Second: To preserve your family story for those who will come after.
Interest in genealogy seems to skip a generation in some families. I sent ancestry binders to nine of my cousins for Christmas a few years ago. One cousin didn’t even acknowledge receiving it—but I later heard that his daughter thought it was the best thing ever. You just never know.

Third: To understand yourself better.
Are your children anything like you? Are you anything like your parents? Blood really is thicker than water, and when you look at your family’s past, you might be surprised at what looks back at you. A few years ago I went to Sweden, and as I looked around, I realized that the men all looked like my father! But you don’t have to cross an ocean to have those moments. A photo, a story, a surprising discovery about an ancestor’s life, can make you feel like a part of something bigger than yourself.

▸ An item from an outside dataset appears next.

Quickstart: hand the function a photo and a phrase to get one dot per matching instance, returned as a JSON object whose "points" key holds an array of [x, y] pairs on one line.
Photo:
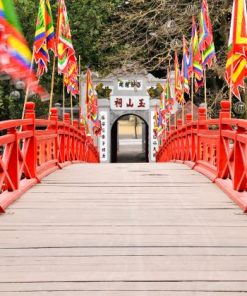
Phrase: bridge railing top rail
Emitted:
{"points": [[215, 147], [33, 148]]}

Fourth: To bring family together through their shared history.
Some of my best interactions with my cousins and aunts have been over genealogy. They may not all be interested in everyone or everything, but most of them are interested in someone or something! And I’m surprised how often they have something to share—a story, a document, a photo, a family artifact, or a question that puts me on a whole new path of research. And for the elderly suffering from memory loss, the memories from long ago are the last to fade. They may not remember their grandchildren’s names, but they remember their grandparents’ names.

If you have always wondered about your roots, then remember this: The longer you wait, as your grandparents, aunts and uncles, and parents pass away (and their belongings are scattered), the more of your history will fade into the mist. Find out what you can from those who are still alive. Look around your house or theirs and see what has survived. And take that step—what do you have to lose?

Wednesday, April 3, 2013

The View from an Amish Buggy


I’ve had Amish friends for a long time.  I took this picture from the back seat of their buggy—one of my favorite places to be...  When I first got to know my original Amish friends, their eight children ranged in age from two to eighteen.  Now the youngest is out of school (which means eighth grade in their culture) and the oldest has a houseful of children of her own.  Six of my Amish friends came to my wedding, and I’ve been to two weddings of theirs.

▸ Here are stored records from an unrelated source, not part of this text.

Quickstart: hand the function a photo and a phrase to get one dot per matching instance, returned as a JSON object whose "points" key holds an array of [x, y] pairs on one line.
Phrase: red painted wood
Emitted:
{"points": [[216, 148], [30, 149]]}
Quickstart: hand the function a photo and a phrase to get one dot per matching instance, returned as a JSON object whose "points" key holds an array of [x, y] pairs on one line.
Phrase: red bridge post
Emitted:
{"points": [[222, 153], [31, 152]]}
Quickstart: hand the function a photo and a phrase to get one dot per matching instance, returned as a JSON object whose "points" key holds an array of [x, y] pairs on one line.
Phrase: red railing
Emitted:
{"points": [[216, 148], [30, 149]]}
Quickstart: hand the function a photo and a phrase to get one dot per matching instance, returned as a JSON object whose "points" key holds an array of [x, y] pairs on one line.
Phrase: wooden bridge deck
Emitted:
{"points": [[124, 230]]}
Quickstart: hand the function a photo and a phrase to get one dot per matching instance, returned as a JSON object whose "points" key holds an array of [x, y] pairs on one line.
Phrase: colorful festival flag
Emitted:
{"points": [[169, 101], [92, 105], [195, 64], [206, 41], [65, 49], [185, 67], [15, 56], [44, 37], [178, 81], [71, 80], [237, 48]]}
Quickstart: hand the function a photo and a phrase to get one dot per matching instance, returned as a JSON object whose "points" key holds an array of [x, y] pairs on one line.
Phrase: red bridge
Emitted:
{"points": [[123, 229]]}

A year ago, I decided it might be fun to do an ancestry binder for my original Amish friends as a gift, so I asked one of their grown daughters for a few names and dates—and I was off to the races doing Amish genealogy.  I was worried about a few things, though:  (a) that it would be impossible to figure out which of the many Yoders and Millers and Bontragers belonged to which family; (b) that I would find lots of instances of intermarriage, which would embarrass them; and (c) that it would be boring—after all, how many Indiana farmers could I write about before I slipped into a coma?

All of these worries proved to be unfounded. 

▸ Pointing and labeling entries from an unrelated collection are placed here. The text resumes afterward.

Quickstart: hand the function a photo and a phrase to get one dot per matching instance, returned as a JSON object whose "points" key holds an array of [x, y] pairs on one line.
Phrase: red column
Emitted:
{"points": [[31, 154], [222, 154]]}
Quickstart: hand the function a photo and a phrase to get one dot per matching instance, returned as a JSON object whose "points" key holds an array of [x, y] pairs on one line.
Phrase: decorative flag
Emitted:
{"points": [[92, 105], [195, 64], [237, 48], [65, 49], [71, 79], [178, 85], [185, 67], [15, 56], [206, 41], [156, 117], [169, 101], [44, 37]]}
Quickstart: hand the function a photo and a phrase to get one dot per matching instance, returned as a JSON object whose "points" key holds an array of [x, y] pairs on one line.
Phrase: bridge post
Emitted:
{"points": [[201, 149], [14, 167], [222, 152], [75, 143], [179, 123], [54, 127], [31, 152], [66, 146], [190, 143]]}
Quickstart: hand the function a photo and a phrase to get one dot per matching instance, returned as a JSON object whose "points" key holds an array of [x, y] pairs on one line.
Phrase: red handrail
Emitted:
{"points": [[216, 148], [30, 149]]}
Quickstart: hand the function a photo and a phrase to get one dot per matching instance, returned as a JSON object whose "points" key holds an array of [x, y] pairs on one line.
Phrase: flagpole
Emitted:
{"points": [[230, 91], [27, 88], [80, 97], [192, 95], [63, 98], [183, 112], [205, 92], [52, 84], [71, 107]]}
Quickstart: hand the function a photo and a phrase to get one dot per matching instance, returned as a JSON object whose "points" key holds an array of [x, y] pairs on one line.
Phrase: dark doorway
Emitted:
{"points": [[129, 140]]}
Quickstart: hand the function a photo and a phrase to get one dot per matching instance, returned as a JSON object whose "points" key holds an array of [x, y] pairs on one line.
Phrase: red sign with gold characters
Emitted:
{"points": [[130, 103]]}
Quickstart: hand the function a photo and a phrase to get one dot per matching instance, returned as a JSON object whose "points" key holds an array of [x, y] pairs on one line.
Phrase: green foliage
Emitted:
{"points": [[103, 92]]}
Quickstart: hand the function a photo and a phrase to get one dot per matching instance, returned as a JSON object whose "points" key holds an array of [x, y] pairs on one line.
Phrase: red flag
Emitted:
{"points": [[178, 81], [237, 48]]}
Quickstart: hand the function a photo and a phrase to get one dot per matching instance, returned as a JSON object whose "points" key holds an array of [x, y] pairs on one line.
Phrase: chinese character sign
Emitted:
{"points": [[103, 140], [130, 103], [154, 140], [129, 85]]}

As far as the common names—they were very creative with their first names, so that helped a lot.  In my friends’ family tree I found first names like Harley, Tobias, and Benedict.  And even if there were two or three Daniel Millers in a town, they never had wives and children with identical names.

As far as intermarriage—I was surprised how little of it I found—very little that was closer than five or six generations back.  (How many non-Amish Americans could swear to a certainty that they are not related to their spouse that many generations back?)  What I found was that the Amish moved around more than I thought.  Most of the Indiana Amish have their roots in Holmes County, Ohio, and farther back than that, in Somerset County, Pennsylvania—but my friends’ tree contained ancestors who lived in Kansas, Maryland, Illinois, and Michigan.  Also, a number of non-Amish family lines have married into the Amish over the years (examples: Whetstone, Lambright), which also kept the gene pool fresher.

As far as being boring—in genealogy there’s always something new to find, always another bend in the road...  And even the Amish have a few skeletons in their closets.  There’s “White Jonas,” for example—but that’s a story for another day.  


Postscript, 2023:  I wrote this post in 2013...  I live here now, and have lots more Amish friends, and my Amish family tree now holds over 22,000 people (and growing)!